Irán no era el único motivo para el cambio de política de Rabin, ni tan siquiera el más importante. El profesor Shlomó Avineri, un analista político de la Universidad Hebrea de Jerusalén, que había servido con Ygal Alón como director general del Ministerio de Exteriores en el primer Gobierno de Rabín, reveló recientemente que Rabin ya le había dicho discretamente en 1975 que Israel debería retirarse más o menos a las fronteras establecidas en 1967, porque no debería estar gobernando a millones de palestinos. A pesar de ello, previno Rabin, antes Israel debería renovar su efecto disuasorio respecto a los árabes, dañado por el ataque sorpresa en la Guerra de Yom Kipur (1973). Tan sólo entonces, y teniendo ventaja a nivel de poder, Israel debería realizar los movimientos necesarios para preservar su carácter judío y democrático.
Decir que Oslo le salió mal a Rabin sería quedarse muy corto. Ni tan siquiera fueron las elecciones lo que puso fin a su carrera política, sino las balas que le arrebataron la vida. Pero su legado sigue vivo y, a diferencia de otros que intentan definir cuál es ese legado, yo lo tengo muy claro: con el tipo de retos a los que se enfrenta Israel, y para que Israel siga existiendo y prosperando, necesita líderes que sean estadistas, no políticos.
Suelen preguntarme qué ocurriría hoy si no hubieran asesinado a Rabin. Normalmente, lo que hago es pedirles que lean el libro del historiador británico E.H. Carr «¿Qué es la historia?». Carr refuta la teoría de la «Nariz de Cleopatra» propugnada por el filósofo francés Blaise Pascal, que defendía que si Marco Antonio no se hubiera enamorado de Cleopatra por causa de su sorprendente nariz, no se hubiera roto el Segundo Triunvirato y, por lo tanto, la República Romana hubiera pervivido.
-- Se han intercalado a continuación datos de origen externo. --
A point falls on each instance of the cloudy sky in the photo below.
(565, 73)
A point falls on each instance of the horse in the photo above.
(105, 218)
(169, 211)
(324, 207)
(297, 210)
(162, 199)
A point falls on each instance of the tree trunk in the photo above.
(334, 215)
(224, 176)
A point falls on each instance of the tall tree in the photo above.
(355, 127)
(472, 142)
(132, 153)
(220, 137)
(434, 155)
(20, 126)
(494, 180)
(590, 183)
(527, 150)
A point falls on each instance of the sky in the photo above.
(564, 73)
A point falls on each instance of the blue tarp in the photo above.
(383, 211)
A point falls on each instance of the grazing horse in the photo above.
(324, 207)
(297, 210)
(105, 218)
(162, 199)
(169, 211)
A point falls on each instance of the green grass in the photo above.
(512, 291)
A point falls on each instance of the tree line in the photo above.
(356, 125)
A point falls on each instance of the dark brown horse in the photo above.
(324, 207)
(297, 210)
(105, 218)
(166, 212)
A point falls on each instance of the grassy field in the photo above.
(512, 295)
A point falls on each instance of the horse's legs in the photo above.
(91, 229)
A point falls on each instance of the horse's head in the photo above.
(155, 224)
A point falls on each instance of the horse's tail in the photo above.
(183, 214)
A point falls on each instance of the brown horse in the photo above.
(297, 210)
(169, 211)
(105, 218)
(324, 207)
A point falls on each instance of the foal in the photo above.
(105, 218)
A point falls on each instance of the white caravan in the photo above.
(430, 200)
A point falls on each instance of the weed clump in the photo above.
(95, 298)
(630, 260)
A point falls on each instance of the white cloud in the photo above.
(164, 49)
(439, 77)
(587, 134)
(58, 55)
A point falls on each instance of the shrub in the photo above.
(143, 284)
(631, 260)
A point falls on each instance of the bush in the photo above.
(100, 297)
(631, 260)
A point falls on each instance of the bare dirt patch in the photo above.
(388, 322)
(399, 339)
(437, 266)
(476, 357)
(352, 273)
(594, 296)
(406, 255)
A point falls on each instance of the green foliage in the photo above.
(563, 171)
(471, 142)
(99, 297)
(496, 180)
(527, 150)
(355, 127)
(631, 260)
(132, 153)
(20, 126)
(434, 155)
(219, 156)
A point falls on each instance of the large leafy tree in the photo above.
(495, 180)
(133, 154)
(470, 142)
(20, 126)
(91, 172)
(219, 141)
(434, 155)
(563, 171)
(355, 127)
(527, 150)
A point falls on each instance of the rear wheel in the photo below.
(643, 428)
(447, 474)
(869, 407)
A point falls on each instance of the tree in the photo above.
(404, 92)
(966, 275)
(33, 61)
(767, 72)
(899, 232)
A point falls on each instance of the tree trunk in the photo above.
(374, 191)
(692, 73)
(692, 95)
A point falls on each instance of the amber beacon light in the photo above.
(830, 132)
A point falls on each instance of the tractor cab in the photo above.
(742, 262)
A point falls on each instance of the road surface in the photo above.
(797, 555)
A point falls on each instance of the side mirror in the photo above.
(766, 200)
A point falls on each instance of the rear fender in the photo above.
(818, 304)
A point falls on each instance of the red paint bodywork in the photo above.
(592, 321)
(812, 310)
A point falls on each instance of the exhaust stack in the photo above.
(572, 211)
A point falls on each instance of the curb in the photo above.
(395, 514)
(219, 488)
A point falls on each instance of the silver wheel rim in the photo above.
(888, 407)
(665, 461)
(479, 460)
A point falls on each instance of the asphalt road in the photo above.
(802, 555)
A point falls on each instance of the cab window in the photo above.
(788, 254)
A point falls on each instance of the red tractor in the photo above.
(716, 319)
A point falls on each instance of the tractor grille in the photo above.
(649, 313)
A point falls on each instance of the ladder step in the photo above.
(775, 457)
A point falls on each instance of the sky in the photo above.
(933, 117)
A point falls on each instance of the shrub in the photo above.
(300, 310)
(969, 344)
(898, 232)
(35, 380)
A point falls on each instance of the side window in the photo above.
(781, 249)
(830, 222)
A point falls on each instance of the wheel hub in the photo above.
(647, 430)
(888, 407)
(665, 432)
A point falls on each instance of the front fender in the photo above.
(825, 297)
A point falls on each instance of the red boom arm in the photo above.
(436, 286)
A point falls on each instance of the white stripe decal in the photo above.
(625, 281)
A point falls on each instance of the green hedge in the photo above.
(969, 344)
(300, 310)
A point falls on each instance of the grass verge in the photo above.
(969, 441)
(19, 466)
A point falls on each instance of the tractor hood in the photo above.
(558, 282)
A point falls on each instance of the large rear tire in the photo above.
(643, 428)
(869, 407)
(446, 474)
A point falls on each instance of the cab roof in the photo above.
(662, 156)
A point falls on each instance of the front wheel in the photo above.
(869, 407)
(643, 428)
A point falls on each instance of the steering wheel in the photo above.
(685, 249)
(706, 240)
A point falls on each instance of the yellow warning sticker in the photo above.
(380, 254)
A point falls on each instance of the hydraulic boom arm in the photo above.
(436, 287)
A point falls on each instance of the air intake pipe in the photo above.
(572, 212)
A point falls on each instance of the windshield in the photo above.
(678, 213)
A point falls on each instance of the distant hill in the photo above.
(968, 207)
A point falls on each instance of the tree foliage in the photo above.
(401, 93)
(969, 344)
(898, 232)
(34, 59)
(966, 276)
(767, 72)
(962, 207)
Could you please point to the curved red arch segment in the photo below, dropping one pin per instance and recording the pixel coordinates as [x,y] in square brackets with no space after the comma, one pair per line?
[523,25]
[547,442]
Voy a ignorar la inteligente prevención de Carr y voy a suponer que a día de hoy, Rabin, a pesar de cualquier maquinación política interna, hubiera actuado para salvaguardar el mayor interés de Israel: seguir siendo un Estado judío y democrático. Junto a un socio palestino con credibilidad, significaría un Estado palestino próximo a Israel, con todo el dolor de una evacuación de asentamientos y los riesgos de seguridad que ello implica; excepto uno: movimientos unilaterales. Una cosa es segura: no hacer nada no era una opción para Rabin. Pero el último de nuestros estadistas ya no está con nosotros.